Fig. 111.
“With these data the writer has found that the total length of the arc x y of [Fig. 110], which appears instead of the cycloid in the outline of a cutter for a 1-pitch rack, is less than 0.0175 inch; the real deviation from the true form, obviously, must be much less than that. It need hardly be stated that the effect upon the velocity ratio of an error so minute, and in that part of the contour, is so extremely small as to defy detection. And the best proof of the practical perfection of this system of making epicycloidal teeth is found in the smoothness and precision with which the wheels run; a set of them is shown in gear in [Fig. 111], the rack gearing as accurately with the largest as with the smallest. To which is to be added, finally, that objection taken, on whatever grounds, to the epicycloidal form of tooth, has no bearing upon the method above described of producing duplicate cutters for teeth of any form, which the pantagraphic engine will make with the same facility and exactness, if furnished with the proper templates.
“The front faces of the teeth of rotary cutters for gear-cutting are usually radial lines, and are ground square across so as to stand parallel with the axis of the cutter driving spindle, so that to whatever depth the cutter may have entered the wheel, the whole of the cutting edge within the wheel will meet the cut simultaneously. If this is not the case the pressure of the cut will spring the cutter, and also the arbor driving it, to one side. Suppose, for example, that the tooth faces not being square across, one side of the teeth meets the work first, then there will be as each tooth meets its cut an endeavour to crowd away from the cut until such time as the other side of the tooth also takes its cut.”

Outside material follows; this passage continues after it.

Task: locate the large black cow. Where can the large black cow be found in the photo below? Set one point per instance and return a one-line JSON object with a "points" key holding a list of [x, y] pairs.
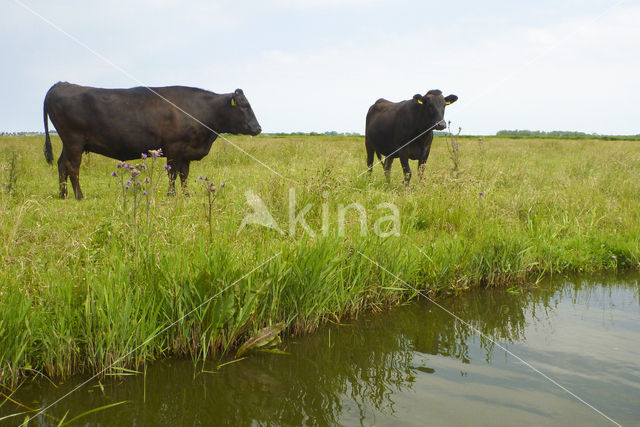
{"points": [[124, 123], [404, 130]]}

It is obvious that rotating cutters of this class cannot be used to cut teeth having the width of the space wider below than it is at the pitch line. Hence, if such cutters are required to be used upon epicycloidal teeth, the curves to be theoretically correct must be such as are due to a generating circle that will give at least parallel flanks. From this it becomes apparent that involute teeth being always thicker at the root than at the pitch line, and the spaces being, therefore, narrower at the root, may be cut with these cutters, no matter what the diameter of the base circle of the involute.
To produce with revolving cutters teeth of absolutely correct theoretical curvature of face and flank, it is essential that the cutter teeth be made of the exact curvature due to the diameter of pitch circle and generating circle of the wheel to be cut; while to produce a tooth thickness and space width, also theoretically correct, the thickness of the cutter must also be made to exactly answer the requirements of the particular wheel to be cut; hence, for every different number of teeth in wheels of an equal pitch a separate cutter is necessary if theoretical correctness is to be attained.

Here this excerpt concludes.